Key Insights:
- Bithumb system flaws triggered a $40B Bitcoin transfer error during a promotional event.
- 17% Bitcoin price drop followed panic selling and forced liquidations on Bithumb.
- Regulators demand asset returns as oversight gaps face parliamentary scrutiny.
Bithumb has reported that system flaws led to a $40 billion error after an internal failure allowed the accidental transfer of 620,000 Bitcoin during a promotional event. The South Korean crypto exchange disclosed that serious weaknesses in its internal controls left its system vulnerable and unable to stop the mistaken transfer in real time.
The country’s second-largest virtual asset exchange stated it intended to distribute 620,000 won, worth about $426. Instead, it credited customers with 620,000 Bitcoin. The mistaken transfer exceeded Bithumb’s actual holdings by a wide margin, causing market disruption.
Chief Executive Officer Lee Jae-won told a parliamentary committee that the transfer equaled 15 times the exchange’s 42,000 Bitcoin reserves. He attributed the failure to a 24-hour processing delay that prevented balances from updating in real time.
Lee acknowledged that the crypto exchange lacked a system capable of blocking the transfer immediately. He also admitted that internal controls failed to match outgoing transfers against actual holdings.

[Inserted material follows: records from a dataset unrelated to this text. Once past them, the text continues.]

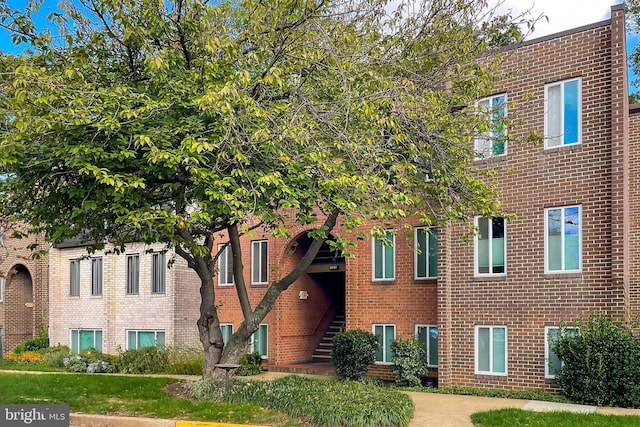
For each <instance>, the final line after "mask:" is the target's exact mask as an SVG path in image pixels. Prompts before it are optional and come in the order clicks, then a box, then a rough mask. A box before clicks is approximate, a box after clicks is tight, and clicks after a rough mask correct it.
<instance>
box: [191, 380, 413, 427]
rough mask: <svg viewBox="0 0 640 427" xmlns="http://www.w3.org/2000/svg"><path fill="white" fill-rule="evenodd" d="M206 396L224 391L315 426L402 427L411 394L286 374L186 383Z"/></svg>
mask: <svg viewBox="0 0 640 427" xmlns="http://www.w3.org/2000/svg"><path fill="white" fill-rule="evenodd" d="M190 387H191V390H192V391H193V393H194V395H196V396H198V397H199V398H202V397H201V396H205V398H206V399H212V397H211V396H214V397H213V399H214V400H216V399H215V397H218V396H221V395H224V400H225V401H227V402H229V403H240V404H243V403H249V404H253V405H258V406H262V407H264V408H269V409H273V410H277V411H281V412H285V413H287V414H289V415H291V416H293V417H299V418H304V419H305V420H306V421H308V422H309V423H310V424H312V425H316V426H327V427H329V426H353V427H374V426H375V427H390V426H406V425H408V424H409V420H410V419H411V416H412V415H413V410H414V407H413V402H412V401H411V398H410V397H409V396H408V395H406V394H404V393H401V392H399V391H397V390H393V389H390V388H385V387H377V386H373V385H365V384H362V383H359V382H355V381H334V380H318V379H311V378H304V377H299V376H295V375H290V376H287V377H284V378H280V379H277V380H273V381H244V380H243V381H240V380H234V381H231V384H230V387H229V392H228V393H226V394H225V393H224V383H222V382H220V381H217V382H214V381H210V380H203V381H198V382H196V383H191V384H190Z"/></svg>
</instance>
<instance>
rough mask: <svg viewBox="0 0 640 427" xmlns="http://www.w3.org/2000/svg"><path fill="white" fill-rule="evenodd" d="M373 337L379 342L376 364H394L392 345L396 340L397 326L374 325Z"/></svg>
mask: <svg viewBox="0 0 640 427" xmlns="http://www.w3.org/2000/svg"><path fill="white" fill-rule="evenodd" d="M373 335H375V337H376V339H377V340H378V347H377V349H376V359H375V363H378V364H390V363H391V362H392V359H391V356H392V352H391V343H392V342H393V340H395V339H396V325H394V324H374V325H373Z"/></svg>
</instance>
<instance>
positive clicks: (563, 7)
mask: <svg viewBox="0 0 640 427" xmlns="http://www.w3.org/2000/svg"><path fill="white" fill-rule="evenodd" d="M492 3H494V4H496V3H498V2H497V1H495V0H492ZM618 3H622V0H504V2H502V4H500V6H499V8H498V11H500V12H503V13H504V12H505V11H508V10H511V11H512V15H513V16H516V15H519V14H521V13H523V12H526V11H527V10H529V9H530V11H531V16H533V17H537V16H540V15H546V17H547V18H548V22H547V19H545V18H543V19H541V20H539V21H538V22H537V23H536V25H535V28H534V32H533V33H532V34H531V35H529V36H527V39H532V38H536V37H542V36H545V35H548V34H554V33H558V32H560V31H564V30H569V29H572V28H577V27H581V26H583V25H588V24H593V23H595V22H600V21H604V20H605V19H609V18H610V17H611V6H612V5H614V4H618Z"/></svg>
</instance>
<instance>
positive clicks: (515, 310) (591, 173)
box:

Bithumb System Flaws and $40 Billion Error Lead to Regulatory Scrutiny
The Financial Supervisory Service confirmed that most of the Bitcoin has been retrieved. However, 1,786 Bitcoins were sold within minutes before Bithumb froze affected accounts.
Regulators said customers who sold the Bitcoin must return them. In addition, the authorities noted that some users transferred proceeds to personal bank accounts, while others exchanged the assets for different tokens.
Lee said the crypto exchange had internally reversed 99.7% of the erroneous ledger entries. The exchange is now engaging about 80 customers who withdrew funds and is asking them to voluntarily return the equivalent in Korean won.
Following the updates, members of parliament voiced concern over oversight failures in the South Korean virtual asset market. Lawmakers said stronger interconnected systems are necessary to ensure that ledger balances match actual holdings in real time.
Financial Supervisory Service Governor Lee Chan-jin said he believes the virtual currency market should be subject to the same oversight as banks. However, he stated that current laws do not allow that level of regulation.
Bithumb stated that the incident did not involve hacking or an external security breach. The exchange said the failure originated from internal ledger management processes.
The company also confirmed that it stores asset data in internal ledgers rather than directly on-chain. Unlike blockchain confirmations, those ledgers function similarly to spreadsheets and update with delays.
Bitcoin Price Drop and Liquidations Follow Bithumb Error
The mistaken transfer led to a 17% decline in Bitcoin prices on Bithumb’s platform. In the 35 minutes before the exchange froze accounts, 86 users sold approximately 1,788 Bitcoin.
The sudden selling pressure caused a temporary price disruption on the platform. Lee described “panic selling” as one of the primary areas of damage. In addition to this sentiment, more than 30 users who pledged Bitcoin as collateral were forced to liquidate. Automated margin calls were activated during the price decline.
Lee disclosed that the exchange is reviewing both panic selling and liquidation losses as potential targets for relief from damages. However, the company has not outlined specific compensation terms.
The crypto exchange concluded by issuing a public apology, noting that it will redesign its asset payment process. The company pledged to strengthen internal control systems to prevent a recurrence.